Quoi ? Attends mon petit Quatremer, tu délires, là, non ? L'Union n'a que cinquante ans, et encore, le projet européen a changé plusieurs fois de forme entre 1954 et 2009. C'est un peu court pour parler de perpétuel, non ? De plus il y a des états fédéraux qui ont bien subit des guerres civiles : les États-Unis déjà mentionnés avec la célèbre guerre de Sécession, la Suisse avec la guerre du Sonderbund (pour ne parler que de la plus récente) et enfin, encore plus prêt de nous dans le temps, la guerre qui a déchiré la Yougoslavie, qui était aussi un état fédéral.
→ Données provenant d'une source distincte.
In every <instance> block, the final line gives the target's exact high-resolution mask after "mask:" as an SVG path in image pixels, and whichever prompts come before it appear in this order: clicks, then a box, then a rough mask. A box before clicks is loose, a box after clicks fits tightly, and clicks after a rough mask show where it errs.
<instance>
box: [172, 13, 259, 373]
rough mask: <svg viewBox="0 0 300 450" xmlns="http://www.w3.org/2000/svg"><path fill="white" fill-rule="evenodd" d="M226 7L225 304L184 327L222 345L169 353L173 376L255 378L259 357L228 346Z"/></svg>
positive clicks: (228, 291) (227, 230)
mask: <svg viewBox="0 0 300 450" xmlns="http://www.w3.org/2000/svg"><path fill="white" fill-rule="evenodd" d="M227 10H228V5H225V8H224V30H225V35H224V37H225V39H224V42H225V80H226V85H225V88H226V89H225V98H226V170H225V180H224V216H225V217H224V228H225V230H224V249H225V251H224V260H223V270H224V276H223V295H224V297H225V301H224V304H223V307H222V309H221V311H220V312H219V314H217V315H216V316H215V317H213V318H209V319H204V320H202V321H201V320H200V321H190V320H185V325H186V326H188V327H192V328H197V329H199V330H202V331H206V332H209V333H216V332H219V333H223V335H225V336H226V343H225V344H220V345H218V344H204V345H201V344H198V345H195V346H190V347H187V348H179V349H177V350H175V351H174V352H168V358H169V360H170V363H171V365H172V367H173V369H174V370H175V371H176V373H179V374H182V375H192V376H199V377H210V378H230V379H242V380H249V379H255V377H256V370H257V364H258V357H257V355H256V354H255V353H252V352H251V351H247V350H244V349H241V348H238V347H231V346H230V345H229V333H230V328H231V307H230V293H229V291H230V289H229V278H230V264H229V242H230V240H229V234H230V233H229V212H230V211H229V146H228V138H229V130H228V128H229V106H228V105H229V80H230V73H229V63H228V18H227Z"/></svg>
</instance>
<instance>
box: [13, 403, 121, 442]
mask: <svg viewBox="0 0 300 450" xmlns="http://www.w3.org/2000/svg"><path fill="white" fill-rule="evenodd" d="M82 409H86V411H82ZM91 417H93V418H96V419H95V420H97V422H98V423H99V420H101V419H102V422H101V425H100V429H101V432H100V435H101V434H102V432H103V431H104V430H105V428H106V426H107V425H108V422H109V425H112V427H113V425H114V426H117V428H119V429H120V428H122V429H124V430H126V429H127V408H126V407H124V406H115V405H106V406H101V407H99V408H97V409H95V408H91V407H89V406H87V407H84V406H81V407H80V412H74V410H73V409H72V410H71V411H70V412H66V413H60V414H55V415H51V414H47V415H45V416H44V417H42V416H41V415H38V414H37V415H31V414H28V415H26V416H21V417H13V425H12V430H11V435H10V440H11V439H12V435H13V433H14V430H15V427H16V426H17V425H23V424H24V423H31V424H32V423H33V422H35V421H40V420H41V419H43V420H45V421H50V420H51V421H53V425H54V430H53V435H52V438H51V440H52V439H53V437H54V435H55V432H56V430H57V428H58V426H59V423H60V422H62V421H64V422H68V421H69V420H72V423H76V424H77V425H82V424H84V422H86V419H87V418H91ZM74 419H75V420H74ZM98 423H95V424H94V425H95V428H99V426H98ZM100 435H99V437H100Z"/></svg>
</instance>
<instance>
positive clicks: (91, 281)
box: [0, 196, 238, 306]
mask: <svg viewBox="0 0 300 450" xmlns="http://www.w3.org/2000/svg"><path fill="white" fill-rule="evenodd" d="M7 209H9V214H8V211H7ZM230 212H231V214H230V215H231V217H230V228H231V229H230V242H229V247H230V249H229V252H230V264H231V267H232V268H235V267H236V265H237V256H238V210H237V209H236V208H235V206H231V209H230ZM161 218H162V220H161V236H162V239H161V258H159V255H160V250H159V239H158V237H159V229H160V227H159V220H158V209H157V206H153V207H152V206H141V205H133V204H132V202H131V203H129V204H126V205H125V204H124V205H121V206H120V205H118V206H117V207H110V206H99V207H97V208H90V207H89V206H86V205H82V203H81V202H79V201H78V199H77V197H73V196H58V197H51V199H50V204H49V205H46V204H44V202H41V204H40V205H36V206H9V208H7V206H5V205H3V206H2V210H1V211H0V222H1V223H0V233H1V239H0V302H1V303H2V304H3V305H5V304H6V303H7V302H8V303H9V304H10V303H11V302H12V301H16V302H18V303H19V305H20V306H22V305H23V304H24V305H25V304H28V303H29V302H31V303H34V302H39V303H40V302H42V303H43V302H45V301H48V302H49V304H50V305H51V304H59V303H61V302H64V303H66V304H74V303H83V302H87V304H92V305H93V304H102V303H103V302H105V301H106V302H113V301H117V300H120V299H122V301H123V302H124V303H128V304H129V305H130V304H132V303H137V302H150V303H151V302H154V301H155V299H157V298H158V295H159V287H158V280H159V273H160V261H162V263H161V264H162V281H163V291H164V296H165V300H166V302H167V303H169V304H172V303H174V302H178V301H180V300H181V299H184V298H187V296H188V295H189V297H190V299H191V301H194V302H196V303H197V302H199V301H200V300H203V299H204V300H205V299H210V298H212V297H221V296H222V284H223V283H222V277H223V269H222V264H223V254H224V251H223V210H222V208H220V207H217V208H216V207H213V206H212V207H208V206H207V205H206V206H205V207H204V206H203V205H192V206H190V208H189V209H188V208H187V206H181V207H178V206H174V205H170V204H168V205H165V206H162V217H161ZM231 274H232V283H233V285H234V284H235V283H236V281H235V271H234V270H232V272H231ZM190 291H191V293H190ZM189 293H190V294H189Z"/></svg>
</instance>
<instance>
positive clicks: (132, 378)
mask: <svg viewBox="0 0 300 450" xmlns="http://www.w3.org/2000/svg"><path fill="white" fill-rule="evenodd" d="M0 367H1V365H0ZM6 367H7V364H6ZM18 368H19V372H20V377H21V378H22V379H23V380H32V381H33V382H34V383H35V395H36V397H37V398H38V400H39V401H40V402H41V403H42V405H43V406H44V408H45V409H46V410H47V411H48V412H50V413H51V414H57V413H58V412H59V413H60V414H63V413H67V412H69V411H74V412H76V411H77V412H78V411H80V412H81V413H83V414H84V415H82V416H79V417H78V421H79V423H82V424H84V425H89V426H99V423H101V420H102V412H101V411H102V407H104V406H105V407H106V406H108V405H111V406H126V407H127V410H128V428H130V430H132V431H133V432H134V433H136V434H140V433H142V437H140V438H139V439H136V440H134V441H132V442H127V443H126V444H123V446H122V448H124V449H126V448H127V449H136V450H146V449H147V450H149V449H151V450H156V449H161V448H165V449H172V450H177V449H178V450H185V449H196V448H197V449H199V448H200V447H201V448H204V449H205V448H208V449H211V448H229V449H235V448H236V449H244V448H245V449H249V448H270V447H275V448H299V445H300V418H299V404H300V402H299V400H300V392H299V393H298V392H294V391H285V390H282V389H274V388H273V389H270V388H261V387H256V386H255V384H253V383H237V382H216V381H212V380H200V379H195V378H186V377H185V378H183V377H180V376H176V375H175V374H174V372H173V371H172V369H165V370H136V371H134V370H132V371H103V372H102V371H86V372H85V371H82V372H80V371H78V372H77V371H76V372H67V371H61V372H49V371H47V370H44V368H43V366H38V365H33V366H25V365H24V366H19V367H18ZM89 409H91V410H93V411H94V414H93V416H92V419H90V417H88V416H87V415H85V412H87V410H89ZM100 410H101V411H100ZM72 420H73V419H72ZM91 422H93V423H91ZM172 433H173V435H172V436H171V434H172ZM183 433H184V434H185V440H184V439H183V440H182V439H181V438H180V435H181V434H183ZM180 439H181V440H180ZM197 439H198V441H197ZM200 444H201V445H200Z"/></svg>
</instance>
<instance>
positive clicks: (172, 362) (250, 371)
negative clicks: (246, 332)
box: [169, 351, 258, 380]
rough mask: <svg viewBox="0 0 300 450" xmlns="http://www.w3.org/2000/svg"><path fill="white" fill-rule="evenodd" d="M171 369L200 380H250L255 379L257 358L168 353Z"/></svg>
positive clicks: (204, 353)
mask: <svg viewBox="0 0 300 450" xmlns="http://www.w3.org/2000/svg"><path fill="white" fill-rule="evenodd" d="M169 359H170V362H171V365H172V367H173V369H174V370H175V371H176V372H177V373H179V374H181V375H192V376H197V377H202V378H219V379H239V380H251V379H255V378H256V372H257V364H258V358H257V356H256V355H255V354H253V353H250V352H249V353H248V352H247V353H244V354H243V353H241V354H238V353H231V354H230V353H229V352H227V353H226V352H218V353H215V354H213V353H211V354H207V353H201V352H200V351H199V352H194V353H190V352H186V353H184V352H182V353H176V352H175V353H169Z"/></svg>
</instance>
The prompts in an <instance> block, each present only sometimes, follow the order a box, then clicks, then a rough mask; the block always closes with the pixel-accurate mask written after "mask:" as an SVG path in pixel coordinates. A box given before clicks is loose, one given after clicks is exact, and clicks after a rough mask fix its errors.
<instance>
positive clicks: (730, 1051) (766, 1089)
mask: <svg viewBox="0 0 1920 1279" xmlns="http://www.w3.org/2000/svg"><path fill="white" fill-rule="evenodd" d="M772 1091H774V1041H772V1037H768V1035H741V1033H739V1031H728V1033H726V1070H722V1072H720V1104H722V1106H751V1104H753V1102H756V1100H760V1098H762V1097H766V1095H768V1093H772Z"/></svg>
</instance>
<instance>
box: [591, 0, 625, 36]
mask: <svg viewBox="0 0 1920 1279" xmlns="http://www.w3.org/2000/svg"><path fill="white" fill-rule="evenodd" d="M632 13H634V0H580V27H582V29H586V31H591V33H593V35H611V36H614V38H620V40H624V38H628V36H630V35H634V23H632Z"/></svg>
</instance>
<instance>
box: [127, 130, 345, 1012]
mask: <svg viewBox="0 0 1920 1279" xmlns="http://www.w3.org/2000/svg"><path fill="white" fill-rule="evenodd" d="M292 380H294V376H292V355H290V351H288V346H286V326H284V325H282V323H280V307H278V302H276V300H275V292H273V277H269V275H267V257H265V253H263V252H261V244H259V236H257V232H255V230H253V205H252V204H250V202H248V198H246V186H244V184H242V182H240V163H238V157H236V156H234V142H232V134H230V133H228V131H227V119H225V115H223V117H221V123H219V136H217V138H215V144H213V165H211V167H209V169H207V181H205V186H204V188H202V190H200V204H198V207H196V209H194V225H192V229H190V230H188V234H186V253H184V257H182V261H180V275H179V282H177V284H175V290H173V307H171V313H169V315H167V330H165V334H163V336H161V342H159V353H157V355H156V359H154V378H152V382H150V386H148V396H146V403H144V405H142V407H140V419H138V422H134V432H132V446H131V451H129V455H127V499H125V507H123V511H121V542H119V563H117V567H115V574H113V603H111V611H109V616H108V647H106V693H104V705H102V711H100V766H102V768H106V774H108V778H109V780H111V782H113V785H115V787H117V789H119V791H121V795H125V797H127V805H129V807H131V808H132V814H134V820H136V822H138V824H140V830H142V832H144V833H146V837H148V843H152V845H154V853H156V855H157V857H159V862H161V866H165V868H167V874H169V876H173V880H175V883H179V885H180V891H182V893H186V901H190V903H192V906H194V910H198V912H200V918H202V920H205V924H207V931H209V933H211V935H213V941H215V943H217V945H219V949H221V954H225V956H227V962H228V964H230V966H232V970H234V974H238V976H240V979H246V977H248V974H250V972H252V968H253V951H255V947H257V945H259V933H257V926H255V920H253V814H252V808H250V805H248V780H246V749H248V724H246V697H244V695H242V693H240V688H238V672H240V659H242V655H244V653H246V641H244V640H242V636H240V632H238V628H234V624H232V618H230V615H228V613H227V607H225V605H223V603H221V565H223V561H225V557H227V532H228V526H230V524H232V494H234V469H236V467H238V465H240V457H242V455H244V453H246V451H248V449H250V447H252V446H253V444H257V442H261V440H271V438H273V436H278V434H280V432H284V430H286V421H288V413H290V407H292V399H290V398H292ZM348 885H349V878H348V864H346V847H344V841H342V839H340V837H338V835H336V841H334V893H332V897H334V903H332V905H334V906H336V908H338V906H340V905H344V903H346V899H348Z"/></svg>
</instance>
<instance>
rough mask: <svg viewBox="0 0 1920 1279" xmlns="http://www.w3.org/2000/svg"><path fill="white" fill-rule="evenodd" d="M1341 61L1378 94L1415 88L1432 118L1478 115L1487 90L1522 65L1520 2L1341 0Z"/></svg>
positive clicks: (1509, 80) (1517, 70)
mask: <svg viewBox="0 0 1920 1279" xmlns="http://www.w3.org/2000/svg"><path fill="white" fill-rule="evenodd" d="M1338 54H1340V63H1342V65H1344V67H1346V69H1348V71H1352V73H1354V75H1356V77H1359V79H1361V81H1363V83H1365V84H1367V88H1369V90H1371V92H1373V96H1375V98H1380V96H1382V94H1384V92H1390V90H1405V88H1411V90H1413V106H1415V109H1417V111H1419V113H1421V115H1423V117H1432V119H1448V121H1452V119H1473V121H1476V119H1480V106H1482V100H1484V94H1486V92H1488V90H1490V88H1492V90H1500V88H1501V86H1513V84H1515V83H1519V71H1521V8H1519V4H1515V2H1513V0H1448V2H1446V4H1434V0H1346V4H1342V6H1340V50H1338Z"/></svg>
L'Histoire est claire : le fait de se fédérer n'implique en aucun cas un état de paix perpétuelle. Et l'on ne peut juger de ce qui se passera en Europe dans les années à venir. D'autant, comme l'écrit Quatremer lui-même dans cette note (au passage, à la fin de cette note, il laisse entendre que vouloir une Europe de gauche est être eurosceptique; pourquoi l'Europe doit être de droite, selon lui ?), qu'il existe des courants nationalistes forts, surtout en Europe centrale où la question des minorités n'est pas réglée. Il se peut très bien que, comme cela s'est pas passé en Yougoslavie, des politiciens instrumentalisent certains conflits pour leur profit personnel. On voit ce que cela a donné.
Alors franchement, dire que l'Union est un espace de paix perpétuelle, j'aimerais bien, hein, ce n'est pas le problème, mais un minimum de rigueur intellectuelle permettrait d'éviter d'écrire de telles bêtises.